Even as an infant, Eva’s (Tilda Swinton) son Kevin appears disturbed. Whenever he’s around his mother, he’ll scream nonstop. Whenever he’s around his father, Franklin, (John C. Reilly), however, all seems fine. As a toddler, Kevin doesn’t speak to or address his mother in any way. Franklin thinks nothing of it. At 6, he remains in diapers and grows more defiant of his mother’s authority yet remains calm and sweet to his father and others around him. They don’t see it, but Eva knows something is very wrong with her son.
The whole film is built on unease, tension, and dread, so it would be a sin to delve into the plot anymore. It’s one of those movies where it crawls under your skin in a matter of seconds and won’t let you go until you leave the theater — if you’re lucky.
As always, Swinton gives a powerhouse performance as Eva. Her ability to capture so much conflict and emotion on her face without saying anything is awe-striking and gives so much weight to the character. A character study, her performance not only heightens the film, it makes it whole; it brings the gravity of the situations to perspective without having to speak directly of them.
Because the story is told in a non-linear expression, this dynamic helps bring everything to focus and keeps the audience aware of what she is going through at all times. Its lack of clear structure will often grow frustrating to the audience, and also appears to leave gaps in the story. Since this was a book originally (of the same title by Lionel Shriver), it appears as though a couple things here and there were lost in the shuffle, leading to plot holes and unanswered questions.

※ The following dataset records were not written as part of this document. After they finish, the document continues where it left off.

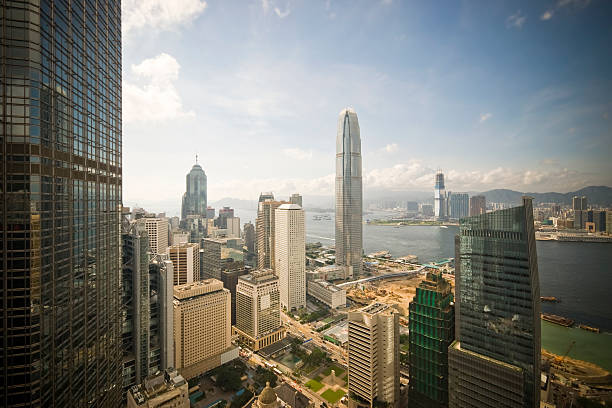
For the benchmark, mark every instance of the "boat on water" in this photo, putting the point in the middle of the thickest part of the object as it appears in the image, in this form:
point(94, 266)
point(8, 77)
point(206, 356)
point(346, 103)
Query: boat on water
point(589, 328)
point(560, 320)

Some of these, however, could arguably be considered up to the audience’s interpretation. Although it seems to have an agenda of sorts, the film also appears to remain open to each character. This allows us to have a great understanding of the bigger picture and know the scope of the situations that are foreshadowed throughout.
Horror films are usually considered movies like Paranormal Activity and Halloween. But in a psychological sense, this is very much a horror flick. Rarely are there moments where the audience is able to remain calm and collected. Through editing, sound effects, some camera tricks and a score by the impeccable Jonny Greenwood, the audience is brought into a sense of dread from the beginning; it’s as though we are watching a train crash slowly coming, yet cannot do anything to stop it. It’s not going to be for everyone, but it’s unnerving nature will likely even live to those who cannot enjoy it.

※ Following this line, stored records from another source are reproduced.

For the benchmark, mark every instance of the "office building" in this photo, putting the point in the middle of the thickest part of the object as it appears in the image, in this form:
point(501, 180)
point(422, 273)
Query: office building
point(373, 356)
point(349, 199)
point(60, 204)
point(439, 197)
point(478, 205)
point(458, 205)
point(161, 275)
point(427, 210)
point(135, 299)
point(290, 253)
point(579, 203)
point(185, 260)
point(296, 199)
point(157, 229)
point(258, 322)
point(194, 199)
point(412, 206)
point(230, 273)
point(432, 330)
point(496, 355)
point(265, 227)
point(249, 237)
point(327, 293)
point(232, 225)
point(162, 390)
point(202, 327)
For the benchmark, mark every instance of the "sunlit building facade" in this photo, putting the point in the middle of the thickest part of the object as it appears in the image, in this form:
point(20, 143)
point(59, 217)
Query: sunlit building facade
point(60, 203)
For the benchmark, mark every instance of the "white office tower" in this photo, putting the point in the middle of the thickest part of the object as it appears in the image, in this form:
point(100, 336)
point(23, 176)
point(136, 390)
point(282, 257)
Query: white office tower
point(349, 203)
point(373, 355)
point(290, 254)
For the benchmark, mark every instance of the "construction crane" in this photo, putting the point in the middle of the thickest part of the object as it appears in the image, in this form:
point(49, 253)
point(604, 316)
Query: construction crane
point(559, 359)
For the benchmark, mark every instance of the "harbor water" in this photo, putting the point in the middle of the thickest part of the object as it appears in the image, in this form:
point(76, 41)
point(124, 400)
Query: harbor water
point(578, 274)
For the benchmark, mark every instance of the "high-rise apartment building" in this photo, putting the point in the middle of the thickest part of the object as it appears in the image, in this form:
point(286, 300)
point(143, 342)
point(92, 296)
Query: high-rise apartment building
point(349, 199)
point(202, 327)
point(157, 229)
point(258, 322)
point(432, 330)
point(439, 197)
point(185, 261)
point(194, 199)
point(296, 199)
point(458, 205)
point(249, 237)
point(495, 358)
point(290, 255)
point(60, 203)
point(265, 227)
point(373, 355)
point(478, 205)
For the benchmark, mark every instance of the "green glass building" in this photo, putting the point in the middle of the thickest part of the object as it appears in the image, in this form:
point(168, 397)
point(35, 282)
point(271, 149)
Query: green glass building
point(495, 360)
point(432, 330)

Ezra Miller plays a teenage Kevin. Only indie audiences may be familiar with his work in such films as Afterschool and City Island (both of which I very much recommend watching). But in here, he proves himself a young actor to watch for. Even through a blank look in his eyes, he is able to capture a sense of terror. He is a true horror villain. Also, having seen work on set of his new film The Perks of Being a Wallflower, I can tell you that he is going to continue to show promise in future films.
It’ll leave a lot of people with mixed emotions, and that’s partially the point. But We Need to Talk About Kevin is a jarring piece of cinema that actually lives up to the phrase “grabbing you and not letting go.” Disturbing, haunting and ultimately daring, it’s the type of film that you can only really watch once, but that one view is very much worthy viewing.